A Survey on Malware Detection Using Data Mining Techniques

作者:Ye, Yanfang*; Li, Tao; Adjeroh, Donald; Iyengar, S. Sitharama
来源:ACM Computing Surveys, 2017, 50(3): 41.
DOI:10.1145/3073559

摘要

In the Internet age, malware (such as viruses, trojans, ransomware, and bots) has posed serious and evolving security threats to Internet users. To protect legitimate users from these threats, anti-malware software products from different companies, including Comodo, Kaspersky, Kingsoft, and Symantec, provide the major defense against malware.

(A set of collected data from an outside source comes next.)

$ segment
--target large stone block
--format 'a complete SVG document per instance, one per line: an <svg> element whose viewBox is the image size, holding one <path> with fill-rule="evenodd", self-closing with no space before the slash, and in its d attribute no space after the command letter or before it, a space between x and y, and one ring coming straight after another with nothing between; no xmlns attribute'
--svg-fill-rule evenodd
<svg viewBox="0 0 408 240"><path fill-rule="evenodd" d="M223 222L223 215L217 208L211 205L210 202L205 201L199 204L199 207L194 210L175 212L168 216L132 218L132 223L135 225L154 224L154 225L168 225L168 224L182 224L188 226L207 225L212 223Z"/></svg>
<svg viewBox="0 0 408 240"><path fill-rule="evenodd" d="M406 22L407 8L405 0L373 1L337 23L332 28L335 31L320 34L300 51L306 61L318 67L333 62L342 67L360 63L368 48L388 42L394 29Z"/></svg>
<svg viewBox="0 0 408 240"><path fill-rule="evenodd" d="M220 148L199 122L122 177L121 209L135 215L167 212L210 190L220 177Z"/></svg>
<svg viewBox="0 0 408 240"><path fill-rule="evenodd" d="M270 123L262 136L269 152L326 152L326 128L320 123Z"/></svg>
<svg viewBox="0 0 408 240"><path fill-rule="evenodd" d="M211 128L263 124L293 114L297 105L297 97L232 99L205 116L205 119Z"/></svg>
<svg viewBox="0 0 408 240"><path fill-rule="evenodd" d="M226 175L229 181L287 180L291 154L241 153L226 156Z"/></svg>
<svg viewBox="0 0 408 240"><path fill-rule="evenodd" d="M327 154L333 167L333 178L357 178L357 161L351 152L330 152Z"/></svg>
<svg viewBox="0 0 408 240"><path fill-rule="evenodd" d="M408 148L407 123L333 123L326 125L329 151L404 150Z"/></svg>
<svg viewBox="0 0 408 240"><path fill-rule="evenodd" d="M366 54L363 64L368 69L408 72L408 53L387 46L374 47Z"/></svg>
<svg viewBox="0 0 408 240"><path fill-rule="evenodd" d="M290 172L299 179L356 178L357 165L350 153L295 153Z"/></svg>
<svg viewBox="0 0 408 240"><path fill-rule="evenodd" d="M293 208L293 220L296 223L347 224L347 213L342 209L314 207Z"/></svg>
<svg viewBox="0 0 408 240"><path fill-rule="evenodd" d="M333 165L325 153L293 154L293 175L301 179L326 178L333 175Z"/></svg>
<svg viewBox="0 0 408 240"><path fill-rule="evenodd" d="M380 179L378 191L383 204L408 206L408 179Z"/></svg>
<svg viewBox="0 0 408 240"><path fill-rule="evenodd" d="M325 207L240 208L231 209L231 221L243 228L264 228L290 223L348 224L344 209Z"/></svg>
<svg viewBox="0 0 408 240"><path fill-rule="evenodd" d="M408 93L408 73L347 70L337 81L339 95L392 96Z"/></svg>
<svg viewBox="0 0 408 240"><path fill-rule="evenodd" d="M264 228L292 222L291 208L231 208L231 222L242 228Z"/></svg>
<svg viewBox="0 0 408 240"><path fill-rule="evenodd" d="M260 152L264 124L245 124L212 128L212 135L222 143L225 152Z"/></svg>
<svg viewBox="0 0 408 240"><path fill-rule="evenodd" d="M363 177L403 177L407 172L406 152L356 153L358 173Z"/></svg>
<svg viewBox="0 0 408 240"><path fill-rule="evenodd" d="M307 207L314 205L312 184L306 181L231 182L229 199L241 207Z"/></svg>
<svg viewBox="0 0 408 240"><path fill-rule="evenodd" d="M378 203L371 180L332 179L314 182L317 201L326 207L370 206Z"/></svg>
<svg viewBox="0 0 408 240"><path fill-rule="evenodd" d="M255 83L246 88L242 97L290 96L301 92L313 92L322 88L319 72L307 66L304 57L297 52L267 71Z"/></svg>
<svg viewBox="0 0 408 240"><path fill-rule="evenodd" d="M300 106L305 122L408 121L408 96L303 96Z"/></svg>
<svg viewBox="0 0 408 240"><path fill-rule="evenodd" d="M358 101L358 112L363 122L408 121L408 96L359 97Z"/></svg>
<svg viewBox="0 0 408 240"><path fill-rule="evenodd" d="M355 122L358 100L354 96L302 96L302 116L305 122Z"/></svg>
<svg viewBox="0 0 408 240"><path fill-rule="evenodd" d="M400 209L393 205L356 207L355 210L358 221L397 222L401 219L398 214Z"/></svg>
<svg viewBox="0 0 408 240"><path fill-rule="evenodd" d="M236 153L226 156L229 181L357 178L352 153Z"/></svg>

Unfortunately, driven by the economic benefits, the number of new malware samples has explosively increased: anti-malware vendors are now confronted with millions of potential malware samples per year. In order to keep on combating the increase in malware samples, there is an urgent need to develop intelligent methods for effective and efficient malware detection from the real and large daily sample collection. In this article, we first provide a brief overview on malware as well as the anti-malware industry, and present the industrial needs on malware detection. We then survey intelligent malware detection methods. In these methods, the process of detection is usually divided into two stages: feature extraction and classification/clustering. The performance of such intelligent malware detection approaches critically depend on the extracted features and the methods for classification/clustering. We provide a comprehensive investigation on both the feature extraction and the classification/clustering techniques. We also discuss the additional issues and the challenges of malware detection using data mining techniques and finally forecast the trends of malware development.